While Biblical texts were the most common subject for medieval manuscripts, complete Bibles were prohibitively expensive to produce because of the sheer size of the text.

Nonetheless, some of the highest-ranking members of the European aristocracy like King Louis the Saint or Duke Borso d’Este commissioned magnificent manuscripts of the Bible, especially during the High- and Late-Middle Ages. These manuscripts are characterized by their impressive size and by the richness of their adornment because they were usually intended to be display pieces.

Unlike most medieval manuscripts, illuminated Bibles were primarily image-based, so the miniatures and other décor were usually added first and the text was inserted later. As a result, illuminated Bibles feature some of the most accomplished miniature painting to survive to today.

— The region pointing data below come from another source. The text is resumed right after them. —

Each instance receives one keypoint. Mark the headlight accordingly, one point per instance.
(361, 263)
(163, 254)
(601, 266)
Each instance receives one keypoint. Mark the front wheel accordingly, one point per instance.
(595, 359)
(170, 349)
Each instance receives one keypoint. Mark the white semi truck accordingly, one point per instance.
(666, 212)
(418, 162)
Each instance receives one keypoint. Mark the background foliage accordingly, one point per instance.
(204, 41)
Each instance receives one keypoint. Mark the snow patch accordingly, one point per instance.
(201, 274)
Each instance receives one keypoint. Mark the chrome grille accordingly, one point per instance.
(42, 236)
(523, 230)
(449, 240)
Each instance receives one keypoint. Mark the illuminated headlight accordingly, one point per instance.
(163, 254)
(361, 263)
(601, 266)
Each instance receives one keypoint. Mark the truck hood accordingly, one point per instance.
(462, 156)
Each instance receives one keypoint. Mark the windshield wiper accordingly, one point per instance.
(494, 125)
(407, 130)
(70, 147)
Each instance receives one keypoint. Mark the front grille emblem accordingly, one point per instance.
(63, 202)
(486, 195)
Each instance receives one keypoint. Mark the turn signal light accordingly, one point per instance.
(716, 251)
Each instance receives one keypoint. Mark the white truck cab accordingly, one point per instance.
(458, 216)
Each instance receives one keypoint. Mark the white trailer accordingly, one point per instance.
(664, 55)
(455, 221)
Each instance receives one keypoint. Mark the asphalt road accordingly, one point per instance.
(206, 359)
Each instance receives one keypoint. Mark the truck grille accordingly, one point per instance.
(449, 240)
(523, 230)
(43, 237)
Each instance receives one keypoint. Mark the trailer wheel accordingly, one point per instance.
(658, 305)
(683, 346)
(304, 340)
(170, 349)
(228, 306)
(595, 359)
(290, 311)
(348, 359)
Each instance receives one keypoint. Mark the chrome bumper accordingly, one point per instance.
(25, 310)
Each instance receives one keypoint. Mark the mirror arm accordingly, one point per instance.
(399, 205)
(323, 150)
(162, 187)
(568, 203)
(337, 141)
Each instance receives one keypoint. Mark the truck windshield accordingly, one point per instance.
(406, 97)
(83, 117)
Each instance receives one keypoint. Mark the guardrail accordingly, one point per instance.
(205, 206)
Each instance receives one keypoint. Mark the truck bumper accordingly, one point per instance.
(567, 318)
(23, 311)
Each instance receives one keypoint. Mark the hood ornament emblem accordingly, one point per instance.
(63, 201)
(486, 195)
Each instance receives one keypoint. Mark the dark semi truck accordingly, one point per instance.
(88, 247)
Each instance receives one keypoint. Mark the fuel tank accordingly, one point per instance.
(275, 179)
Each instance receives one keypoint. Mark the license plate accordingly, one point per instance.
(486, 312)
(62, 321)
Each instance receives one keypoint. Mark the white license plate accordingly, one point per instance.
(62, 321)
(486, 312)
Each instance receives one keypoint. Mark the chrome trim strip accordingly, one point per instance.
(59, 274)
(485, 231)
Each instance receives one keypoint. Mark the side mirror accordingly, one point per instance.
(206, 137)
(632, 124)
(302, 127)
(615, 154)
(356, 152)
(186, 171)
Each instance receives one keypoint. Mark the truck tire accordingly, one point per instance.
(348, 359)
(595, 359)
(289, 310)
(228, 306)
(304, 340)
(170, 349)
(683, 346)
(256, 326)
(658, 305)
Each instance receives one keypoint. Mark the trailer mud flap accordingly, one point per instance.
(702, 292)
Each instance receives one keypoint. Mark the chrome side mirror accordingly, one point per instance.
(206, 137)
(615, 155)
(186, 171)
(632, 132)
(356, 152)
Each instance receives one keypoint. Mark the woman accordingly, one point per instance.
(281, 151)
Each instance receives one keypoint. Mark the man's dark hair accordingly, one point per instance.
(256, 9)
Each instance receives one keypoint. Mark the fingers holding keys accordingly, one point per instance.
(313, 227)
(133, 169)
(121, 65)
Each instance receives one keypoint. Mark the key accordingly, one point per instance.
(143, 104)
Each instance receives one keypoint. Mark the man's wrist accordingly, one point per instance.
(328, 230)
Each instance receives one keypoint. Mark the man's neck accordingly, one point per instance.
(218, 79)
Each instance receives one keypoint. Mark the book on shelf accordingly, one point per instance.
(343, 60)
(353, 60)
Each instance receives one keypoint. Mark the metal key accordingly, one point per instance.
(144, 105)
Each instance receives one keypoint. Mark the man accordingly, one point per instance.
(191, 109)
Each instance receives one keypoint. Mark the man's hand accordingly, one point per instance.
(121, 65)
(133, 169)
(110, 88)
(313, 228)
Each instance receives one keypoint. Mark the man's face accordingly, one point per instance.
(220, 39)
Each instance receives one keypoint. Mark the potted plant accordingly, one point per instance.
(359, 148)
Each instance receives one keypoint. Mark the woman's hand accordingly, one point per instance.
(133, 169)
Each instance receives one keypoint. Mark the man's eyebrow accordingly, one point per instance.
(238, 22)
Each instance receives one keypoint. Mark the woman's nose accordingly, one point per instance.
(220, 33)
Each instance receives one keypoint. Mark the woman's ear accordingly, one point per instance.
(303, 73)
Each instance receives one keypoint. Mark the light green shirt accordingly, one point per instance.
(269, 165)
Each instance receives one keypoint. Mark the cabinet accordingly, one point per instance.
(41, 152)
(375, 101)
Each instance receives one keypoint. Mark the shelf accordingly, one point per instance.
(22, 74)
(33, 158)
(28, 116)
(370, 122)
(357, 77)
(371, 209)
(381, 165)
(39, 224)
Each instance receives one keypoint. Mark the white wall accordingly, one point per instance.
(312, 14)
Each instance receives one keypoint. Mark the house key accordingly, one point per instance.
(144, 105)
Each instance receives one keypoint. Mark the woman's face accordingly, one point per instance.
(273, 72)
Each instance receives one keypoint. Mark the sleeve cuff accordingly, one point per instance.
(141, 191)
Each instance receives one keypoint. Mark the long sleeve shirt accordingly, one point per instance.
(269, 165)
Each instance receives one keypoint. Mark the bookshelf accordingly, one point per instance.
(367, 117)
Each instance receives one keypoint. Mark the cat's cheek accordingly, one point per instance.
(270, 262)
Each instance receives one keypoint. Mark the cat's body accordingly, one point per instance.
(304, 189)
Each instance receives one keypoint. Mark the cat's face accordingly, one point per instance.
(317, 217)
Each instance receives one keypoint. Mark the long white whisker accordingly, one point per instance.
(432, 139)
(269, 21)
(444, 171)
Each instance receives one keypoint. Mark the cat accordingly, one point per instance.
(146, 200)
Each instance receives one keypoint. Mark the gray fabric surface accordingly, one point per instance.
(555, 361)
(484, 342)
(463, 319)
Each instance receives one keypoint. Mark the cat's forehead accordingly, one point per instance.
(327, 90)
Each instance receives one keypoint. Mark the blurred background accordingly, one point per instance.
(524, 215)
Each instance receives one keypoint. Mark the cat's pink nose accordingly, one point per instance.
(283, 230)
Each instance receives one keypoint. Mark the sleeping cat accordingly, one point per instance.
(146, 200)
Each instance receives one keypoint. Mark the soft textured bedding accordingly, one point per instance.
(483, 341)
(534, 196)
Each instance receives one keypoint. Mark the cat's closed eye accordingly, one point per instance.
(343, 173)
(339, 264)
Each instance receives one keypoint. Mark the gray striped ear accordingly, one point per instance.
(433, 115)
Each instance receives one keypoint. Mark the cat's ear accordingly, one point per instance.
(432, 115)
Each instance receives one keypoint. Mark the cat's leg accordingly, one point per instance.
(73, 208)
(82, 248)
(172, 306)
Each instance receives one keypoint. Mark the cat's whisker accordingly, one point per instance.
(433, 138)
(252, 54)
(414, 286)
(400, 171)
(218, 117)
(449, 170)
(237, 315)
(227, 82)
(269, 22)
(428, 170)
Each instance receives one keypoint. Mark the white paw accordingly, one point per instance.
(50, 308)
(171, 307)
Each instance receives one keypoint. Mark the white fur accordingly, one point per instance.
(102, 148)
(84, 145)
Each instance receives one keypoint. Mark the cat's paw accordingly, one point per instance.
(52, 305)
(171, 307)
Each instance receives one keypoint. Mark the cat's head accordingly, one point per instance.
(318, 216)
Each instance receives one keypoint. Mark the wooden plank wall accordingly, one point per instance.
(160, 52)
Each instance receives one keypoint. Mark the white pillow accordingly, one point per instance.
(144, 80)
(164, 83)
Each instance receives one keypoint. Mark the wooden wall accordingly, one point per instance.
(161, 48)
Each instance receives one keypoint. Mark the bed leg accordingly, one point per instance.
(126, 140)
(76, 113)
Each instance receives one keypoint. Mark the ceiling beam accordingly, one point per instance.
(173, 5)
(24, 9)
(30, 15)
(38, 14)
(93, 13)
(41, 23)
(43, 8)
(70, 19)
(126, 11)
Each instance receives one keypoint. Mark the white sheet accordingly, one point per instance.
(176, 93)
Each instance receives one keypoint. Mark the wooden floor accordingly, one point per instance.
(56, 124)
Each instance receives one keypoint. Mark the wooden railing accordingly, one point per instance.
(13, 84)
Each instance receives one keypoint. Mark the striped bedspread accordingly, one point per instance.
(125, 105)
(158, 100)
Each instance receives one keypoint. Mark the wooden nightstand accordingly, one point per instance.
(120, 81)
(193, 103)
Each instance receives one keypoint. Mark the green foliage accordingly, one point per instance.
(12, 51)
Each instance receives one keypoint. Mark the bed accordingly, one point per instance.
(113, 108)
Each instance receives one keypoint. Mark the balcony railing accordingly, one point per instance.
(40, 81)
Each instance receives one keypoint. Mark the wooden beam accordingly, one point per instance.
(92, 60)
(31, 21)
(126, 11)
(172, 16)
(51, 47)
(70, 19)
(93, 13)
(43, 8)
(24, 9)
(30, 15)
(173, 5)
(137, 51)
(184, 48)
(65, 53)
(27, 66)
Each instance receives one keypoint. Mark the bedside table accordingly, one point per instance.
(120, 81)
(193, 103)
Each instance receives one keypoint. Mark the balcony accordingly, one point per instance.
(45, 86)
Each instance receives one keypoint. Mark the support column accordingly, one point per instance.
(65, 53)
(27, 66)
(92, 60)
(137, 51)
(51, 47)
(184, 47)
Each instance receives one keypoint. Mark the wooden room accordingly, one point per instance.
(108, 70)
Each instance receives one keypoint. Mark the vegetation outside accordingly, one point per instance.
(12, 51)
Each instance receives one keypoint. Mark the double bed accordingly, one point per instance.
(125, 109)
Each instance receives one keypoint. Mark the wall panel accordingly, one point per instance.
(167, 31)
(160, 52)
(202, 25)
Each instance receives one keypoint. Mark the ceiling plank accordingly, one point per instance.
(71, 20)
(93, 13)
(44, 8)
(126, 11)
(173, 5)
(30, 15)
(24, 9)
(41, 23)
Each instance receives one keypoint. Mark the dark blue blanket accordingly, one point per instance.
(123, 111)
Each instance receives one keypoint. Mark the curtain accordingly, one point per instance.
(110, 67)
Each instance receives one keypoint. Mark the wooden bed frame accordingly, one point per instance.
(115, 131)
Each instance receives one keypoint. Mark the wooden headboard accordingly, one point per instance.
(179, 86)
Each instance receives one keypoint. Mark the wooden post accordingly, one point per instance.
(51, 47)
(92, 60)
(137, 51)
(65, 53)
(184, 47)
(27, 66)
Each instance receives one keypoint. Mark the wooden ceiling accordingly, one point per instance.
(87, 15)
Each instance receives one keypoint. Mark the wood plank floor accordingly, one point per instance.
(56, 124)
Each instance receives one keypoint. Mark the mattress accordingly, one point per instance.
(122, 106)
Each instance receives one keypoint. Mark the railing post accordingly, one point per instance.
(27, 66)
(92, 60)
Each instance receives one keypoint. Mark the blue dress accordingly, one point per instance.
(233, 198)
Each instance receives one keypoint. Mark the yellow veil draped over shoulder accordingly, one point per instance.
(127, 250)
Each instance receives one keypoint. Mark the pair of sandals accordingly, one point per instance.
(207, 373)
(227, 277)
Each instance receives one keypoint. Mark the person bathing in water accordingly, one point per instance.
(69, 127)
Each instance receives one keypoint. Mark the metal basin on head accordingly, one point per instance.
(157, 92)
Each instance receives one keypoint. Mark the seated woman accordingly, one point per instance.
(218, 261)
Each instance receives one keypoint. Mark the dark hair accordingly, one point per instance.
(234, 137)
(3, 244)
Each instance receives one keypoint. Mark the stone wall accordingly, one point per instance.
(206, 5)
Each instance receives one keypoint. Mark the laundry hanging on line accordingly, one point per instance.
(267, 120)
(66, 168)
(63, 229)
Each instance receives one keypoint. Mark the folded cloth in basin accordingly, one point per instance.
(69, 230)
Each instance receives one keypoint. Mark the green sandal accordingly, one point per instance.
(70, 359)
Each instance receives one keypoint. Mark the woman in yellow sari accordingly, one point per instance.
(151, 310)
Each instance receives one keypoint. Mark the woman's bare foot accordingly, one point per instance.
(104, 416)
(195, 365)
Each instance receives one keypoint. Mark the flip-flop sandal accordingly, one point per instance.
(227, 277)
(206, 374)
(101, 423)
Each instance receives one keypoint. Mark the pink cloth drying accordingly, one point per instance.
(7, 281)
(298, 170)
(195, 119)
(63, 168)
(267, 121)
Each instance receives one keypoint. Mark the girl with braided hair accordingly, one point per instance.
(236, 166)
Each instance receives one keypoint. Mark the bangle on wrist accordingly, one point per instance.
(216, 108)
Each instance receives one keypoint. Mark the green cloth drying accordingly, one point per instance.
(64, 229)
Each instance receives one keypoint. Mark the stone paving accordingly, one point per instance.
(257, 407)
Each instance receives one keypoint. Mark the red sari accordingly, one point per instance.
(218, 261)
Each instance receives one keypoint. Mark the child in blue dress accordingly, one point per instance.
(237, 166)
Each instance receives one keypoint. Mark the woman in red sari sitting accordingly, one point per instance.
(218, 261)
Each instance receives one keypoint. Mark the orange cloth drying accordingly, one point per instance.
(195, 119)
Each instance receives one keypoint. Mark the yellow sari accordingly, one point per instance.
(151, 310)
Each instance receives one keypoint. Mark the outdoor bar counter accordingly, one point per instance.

The invention of the printing press paired with the proliferation of vernacular Bibles provided a wealth of Bibles and became a catalyst for the Reformation as a result because increased literacy allowed more people to meditate on and question the teachings of the Catholic Church. 

Demonstration of a Sample Page

Bible of Federico da Montefeltro

Scenes from Genesis

Fourteen incredibly detailed medallion miniatures are presented in equally elaborate frames on this incredible page from the Book of Genesis. Arranged in a column, the six days of Creation are shown in an interlace frame of red, green, purple, and gold with God resting on the seventh day at the bottom with his hands on his knees.

Presented in a tangle of floral tendrils teeming with deer, birds, cherubs, and angels, seven more medallion miniatures show important events from Genesis. The Creation of Eve and Fall of Man are depicted at the top followed in the middle by the Expulsion from Paradise and a scene of Adam tilling the fields. At the bottom we see the story of Cain and Abel as well as the Nephilim, a race of giants killed in the Great Flood.